Se está acabando el tiempo…

Y el país no puede seguir esperando. El Perú no es un laboratorio para hacer política, y permitir que se siga ensayando con elementos o instrumentos, por decir lo menos, inadecuados y que, en algún momento, esas “probetas” de experimentación estallarán en las manos de las personas que las manejan.

Después de cinco meses en la conducción de la administración del Estado, el primer mandatario y el grupo de integrantes que lo acompañan, y que con inusitada rapidez son cambiados por sus malos antecedentes personales o falta de idoneidad para el ejercicio del cargo, no ha sido posible ver, ni siquiera lejos, una luz al final del túnel que nos permita avizorar una mejoría en la conducción de la administración de la cosa pública.

Se han llenado los medios de comunicación y seguirán produciéndose noticias, sobre el actuar del actual gobierno, que incrementa la preocupación de la población peruana sobre lo que le espera en los próximos meses, de este año que recién se inicia.

El funcionamiento de un sistema democrático, como el nuestro, además de ser representativo es participativo; es decir, cuenta con una serie de instituciones políticas que permiten que, además que la ciudadanía elija a sus representantes, quienes actúan en su nombre y representación, también instrumenta su funcionamiento procurando de que el pueblo pueda actuar directamente, participando en el ejercicio del poder como, lo más importante, controlando también directamente a quien lo ejerce.

Ese mecanismo de control del poder es la revocatoria, como alternativa que el pueblo tiene de, así como tiene el derecho de dar poder, tiene igualmente el derecho de quitarle el poder a quien se lo otorgó; obviamente, mucho antes que termine el periodo para el que fuera elegida la autoridad.

En el caso peruano, se implementó dentro de nuestro ordenamiento constitucional, únicamente para utilizarse contra las autoridades regionales, municipales electas, o los jueces que asuman el cargo por elección popular. Pero, dentro de este grupo de autoridades electas no se incluyó a la presidencia de la república ni tampoco a los congresistas. Limitación ésta última que no permite que el pueblo pueda “corregir el error” que cometió al momento de votar. Esta es una desnaturalización de la revocatoria que siempre he reclamado para que se aplique contra todas la autoridades que asuman el cargo por elección popular.

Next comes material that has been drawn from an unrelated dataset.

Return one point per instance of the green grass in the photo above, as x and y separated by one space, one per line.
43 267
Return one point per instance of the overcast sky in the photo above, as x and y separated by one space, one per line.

Pero, como no podemos quedarnos con los brazos cruzados y culpar al Congreso de obstruccionista, debemos recordarle a la representación parlamentaria que en sus manos está, en el ejercicio de su control político, usar los instrumentos que nuestro ordenamiento constitucional contiene, como es la vacancia por incapacidad moral permanente y que, en forma reiterada lo he comentado, no necesita ninguna modificación ni menos interpretación por parte del Tribunal Constitucional.

En todo caso, si se quisiera mejorar el efecto de esta causal de vacancia, dejando al pueblo peruano que sea el que decida sobre su propio destino, se podría proponer que, de aplicarse la vacancia por esta motivación, debe comprender a toda la plancha presidencial electa y el presidente del Congreso, en lugar de convocar sólo a elecciones presidenciales, debe, en su lugar, convocar a elecciones generales, de manera que se logre la renovación tanto del Poder Ejecutivo como del Poder Legislativo.

Por lo tanto, en las manos del pueblo debe quedar la decisión del rumbo que debe dtomar el funcionamiento de nuestra democracia.